Já em 14 de janeiro, a PGR ajuizou ação contra decreto que altera Plano Diretor da APA dos Tamoios (RJ). Trata-se de ADIN, com pedido de liminar, contra o artigo 3º, do Decreto nº 41921, editado pelo governador do Rio de Janeiro em 19 de junho de 2009. Conforme a ação, esse dispositivo altera o Plano Diretor da Área de Proteção Ambiental (APA) dos Tamoios, localizada no município de Angra dos Reis (RJ).

A Procuradoria Geral alega que o artigo 3º, do Decreto 41921/09, viola disposição constitucional expressa quanto à reserva legal absoluta exigida para alteração dos espaços territoriais especialmente protegidos, especificamente, o artigo 225, parágrafo 1º, inciso III, da Constituição Federal.

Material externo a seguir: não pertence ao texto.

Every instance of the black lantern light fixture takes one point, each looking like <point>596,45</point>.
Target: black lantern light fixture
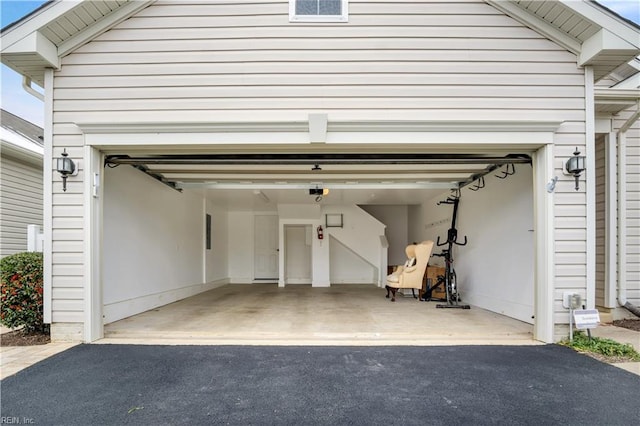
<point>66,167</point>
<point>576,165</point>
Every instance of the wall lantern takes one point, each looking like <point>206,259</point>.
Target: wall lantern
<point>576,165</point>
<point>66,167</point>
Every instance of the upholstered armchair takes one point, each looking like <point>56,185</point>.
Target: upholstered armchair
<point>410,274</point>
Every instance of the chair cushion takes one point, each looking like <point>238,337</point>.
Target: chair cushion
<point>393,278</point>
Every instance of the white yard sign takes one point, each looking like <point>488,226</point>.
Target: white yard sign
<point>586,318</point>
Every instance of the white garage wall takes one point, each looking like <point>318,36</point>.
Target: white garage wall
<point>216,259</point>
<point>397,232</point>
<point>346,267</point>
<point>495,269</point>
<point>240,248</point>
<point>153,244</point>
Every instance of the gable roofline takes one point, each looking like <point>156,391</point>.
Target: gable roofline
<point>30,45</point>
<point>41,39</point>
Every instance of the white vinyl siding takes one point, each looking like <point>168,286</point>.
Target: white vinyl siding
<point>20,203</point>
<point>599,175</point>
<point>632,186</point>
<point>68,278</point>
<point>178,61</point>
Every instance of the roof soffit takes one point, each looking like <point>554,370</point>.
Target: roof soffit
<point>605,42</point>
<point>27,48</point>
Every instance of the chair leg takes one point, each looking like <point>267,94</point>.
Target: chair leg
<point>393,292</point>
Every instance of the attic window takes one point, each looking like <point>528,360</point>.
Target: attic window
<point>318,10</point>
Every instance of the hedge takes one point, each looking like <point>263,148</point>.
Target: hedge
<point>21,291</point>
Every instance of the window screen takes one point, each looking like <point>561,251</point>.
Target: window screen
<point>319,7</point>
<point>318,10</point>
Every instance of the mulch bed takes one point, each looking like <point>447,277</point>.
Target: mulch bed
<point>631,324</point>
<point>18,338</point>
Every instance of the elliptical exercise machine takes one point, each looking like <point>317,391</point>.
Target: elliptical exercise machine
<point>448,280</point>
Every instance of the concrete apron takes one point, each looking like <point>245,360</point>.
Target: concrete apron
<point>348,314</point>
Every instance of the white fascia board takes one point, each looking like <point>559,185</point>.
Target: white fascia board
<point>537,24</point>
<point>101,26</point>
<point>19,141</point>
<point>599,17</point>
<point>34,23</point>
<point>36,43</point>
<point>602,43</point>
<point>617,93</point>
<point>632,82</point>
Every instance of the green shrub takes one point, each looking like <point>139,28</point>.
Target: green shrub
<point>21,291</point>
<point>606,347</point>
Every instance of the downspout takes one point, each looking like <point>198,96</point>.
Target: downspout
<point>26,85</point>
<point>622,214</point>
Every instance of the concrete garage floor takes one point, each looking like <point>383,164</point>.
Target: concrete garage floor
<point>263,314</point>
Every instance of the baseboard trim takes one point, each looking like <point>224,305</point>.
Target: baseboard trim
<point>126,308</point>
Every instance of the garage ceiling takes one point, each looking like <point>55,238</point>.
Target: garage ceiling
<point>261,181</point>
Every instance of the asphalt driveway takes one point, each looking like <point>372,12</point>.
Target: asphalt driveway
<point>242,385</point>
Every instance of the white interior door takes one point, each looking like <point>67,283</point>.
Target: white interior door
<point>297,254</point>
<point>266,247</point>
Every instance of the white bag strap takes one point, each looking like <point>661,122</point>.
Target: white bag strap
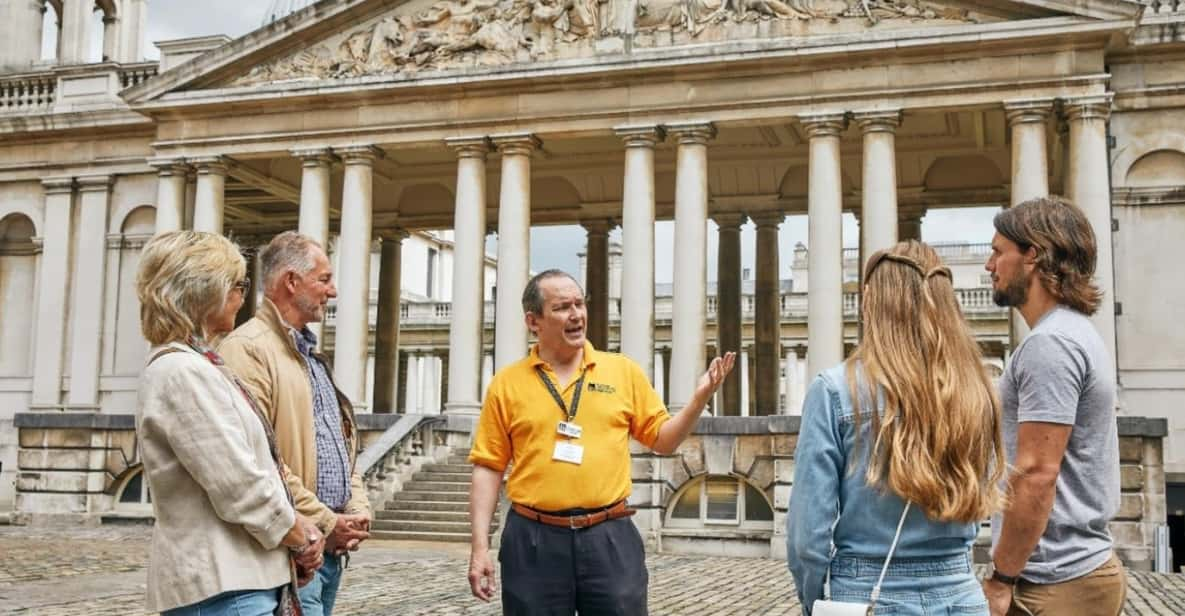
<point>876,590</point>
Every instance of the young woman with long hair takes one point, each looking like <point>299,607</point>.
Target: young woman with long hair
<point>910,418</point>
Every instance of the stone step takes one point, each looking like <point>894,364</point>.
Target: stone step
<point>448,468</point>
<point>436,486</point>
<point>454,515</point>
<point>422,526</point>
<point>407,536</point>
<point>396,505</point>
<point>414,495</point>
<point>449,477</point>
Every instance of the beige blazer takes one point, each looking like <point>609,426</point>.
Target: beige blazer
<point>219,502</point>
<point>264,357</point>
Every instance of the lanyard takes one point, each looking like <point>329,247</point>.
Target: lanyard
<point>555,393</point>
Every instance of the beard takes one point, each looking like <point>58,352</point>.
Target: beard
<point>1014,293</point>
<point>312,312</point>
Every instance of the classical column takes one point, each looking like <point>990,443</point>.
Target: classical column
<point>87,293</point>
<point>23,24</point>
<point>636,329</point>
<point>53,278</point>
<point>1030,169</point>
<point>728,305</point>
<point>768,314</point>
<point>352,322</point>
<point>468,274</point>
<point>689,314</point>
<point>596,282</point>
<point>513,246</point>
<point>825,261</point>
<point>170,193</point>
<point>1089,188</point>
<point>1030,162</point>
<point>74,38</point>
<point>314,193</point>
<point>878,226</point>
<point>386,328</point>
<point>211,194</point>
<point>909,225</point>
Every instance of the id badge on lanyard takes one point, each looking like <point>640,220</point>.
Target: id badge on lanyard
<point>568,429</point>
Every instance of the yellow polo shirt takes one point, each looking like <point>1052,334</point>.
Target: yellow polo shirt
<point>520,418</point>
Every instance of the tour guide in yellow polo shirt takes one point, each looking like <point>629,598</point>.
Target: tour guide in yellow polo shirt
<point>563,416</point>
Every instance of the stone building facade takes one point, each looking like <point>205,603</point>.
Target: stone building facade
<point>367,120</point>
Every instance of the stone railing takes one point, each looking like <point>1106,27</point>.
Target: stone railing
<point>27,92</point>
<point>389,457</point>
<point>132,75</point>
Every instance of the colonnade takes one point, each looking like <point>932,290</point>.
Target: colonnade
<point>882,224</point>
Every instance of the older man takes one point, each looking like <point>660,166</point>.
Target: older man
<point>275,355</point>
<point>564,416</point>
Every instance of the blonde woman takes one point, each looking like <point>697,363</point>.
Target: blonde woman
<point>909,418</point>
<point>225,525</point>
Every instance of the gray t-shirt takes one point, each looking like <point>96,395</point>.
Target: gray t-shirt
<point>1058,374</point>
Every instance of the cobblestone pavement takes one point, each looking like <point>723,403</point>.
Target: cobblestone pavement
<point>101,572</point>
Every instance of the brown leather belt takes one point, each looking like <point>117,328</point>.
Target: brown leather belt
<point>581,520</point>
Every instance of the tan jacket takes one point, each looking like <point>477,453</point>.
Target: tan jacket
<point>263,354</point>
<point>221,506</point>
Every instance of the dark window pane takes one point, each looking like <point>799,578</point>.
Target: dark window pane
<point>756,507</point>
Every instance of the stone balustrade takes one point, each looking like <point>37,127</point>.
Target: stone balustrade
<point>26,94</point>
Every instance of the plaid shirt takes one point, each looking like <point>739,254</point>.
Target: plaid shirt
<point>332,459</point>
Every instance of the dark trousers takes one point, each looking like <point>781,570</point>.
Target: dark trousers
<point>552,571</point>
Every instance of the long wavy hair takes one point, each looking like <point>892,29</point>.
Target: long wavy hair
<point>937,442</point>
<point>1067,250</point>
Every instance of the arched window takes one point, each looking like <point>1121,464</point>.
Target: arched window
<point>18,284</point>
<point>719,500</point>
<point>133,494</point>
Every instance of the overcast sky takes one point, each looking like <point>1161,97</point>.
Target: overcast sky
<point>553,246</point>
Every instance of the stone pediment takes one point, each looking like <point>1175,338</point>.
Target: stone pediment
<point>401,39</point>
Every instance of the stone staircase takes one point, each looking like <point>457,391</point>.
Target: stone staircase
<point>434,506</point>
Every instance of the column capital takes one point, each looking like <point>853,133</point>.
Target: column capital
<point>396,233</point>
<point>511,143</point>
<point>1094,107</point>
<point>313,156</point>
<point>1026,110</point>
<point>167,166</point>
<point>359,154</point>
<point>599,225</point>
<point>95,183</point>
<point>692,133</point>
<point>210,165</point>
<point>878,121</point>
<point>469,147</point>
<point>768,218</point>
<point>58,185</point>
<point>641,136</point>
<point>730,220</point>
<point>824,123</point>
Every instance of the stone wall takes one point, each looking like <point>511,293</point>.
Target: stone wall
<point>761,449</point>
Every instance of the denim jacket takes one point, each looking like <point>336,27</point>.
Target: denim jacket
<point>826,485</point>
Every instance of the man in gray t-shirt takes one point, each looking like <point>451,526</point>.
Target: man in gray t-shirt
<point>1051,547</point>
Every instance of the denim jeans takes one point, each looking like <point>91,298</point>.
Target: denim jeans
<point>316,598</point>
<point>234,603</point>
<point>911,588</point>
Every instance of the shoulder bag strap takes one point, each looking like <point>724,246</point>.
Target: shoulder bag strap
<point>876,590</point>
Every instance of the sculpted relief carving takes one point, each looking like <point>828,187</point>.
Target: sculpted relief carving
<point>452,33</point>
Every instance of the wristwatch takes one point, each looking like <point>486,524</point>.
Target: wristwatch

Afirma que o decreto em questão é autônomo e inova na ordem jurídica, regulamentando matéria não disciplinada em lei. Assim, conforme a procuradora, a iniciativa do governador do Rio de Janeiro é inconstitucional, uma vez que a alteração de espaço territorial especialmente protegido deve ser objeto de lei formal.

"A Constituição da República, atenta à importância da criação e proteção de espaços territoriais especialmente protegidos, para garantia da efetividade do direito ao meio ambiente ecologicamente equilibrado, submeteu a alteração e a supressão desses espaços à reserva absoluta de lei formal", disse a procuradora-geral. Ela ressaltou que, com esse mecanismo, o constituinte pretendeu evitar ou dificultar "o retrocesso legislativo na garantia à efetividade do direito ao meio ambiente ecologicamente equilibrado, condicionando a supressão e a alteração dos espaços territoriais especialmente protegidos à manifestação do próprio povo, através de seus representantes eleitos".

Dessa forma, a PGR pede, liminarmente, a suspensão do artigo 3º do Decreto 41.921/09, editado pelo governo do estado do Rio de Janeiro, e, no mérito, que seja julgado procedente o pedido a fim de declarar a inconstitucionalidade do dispositivo contestado.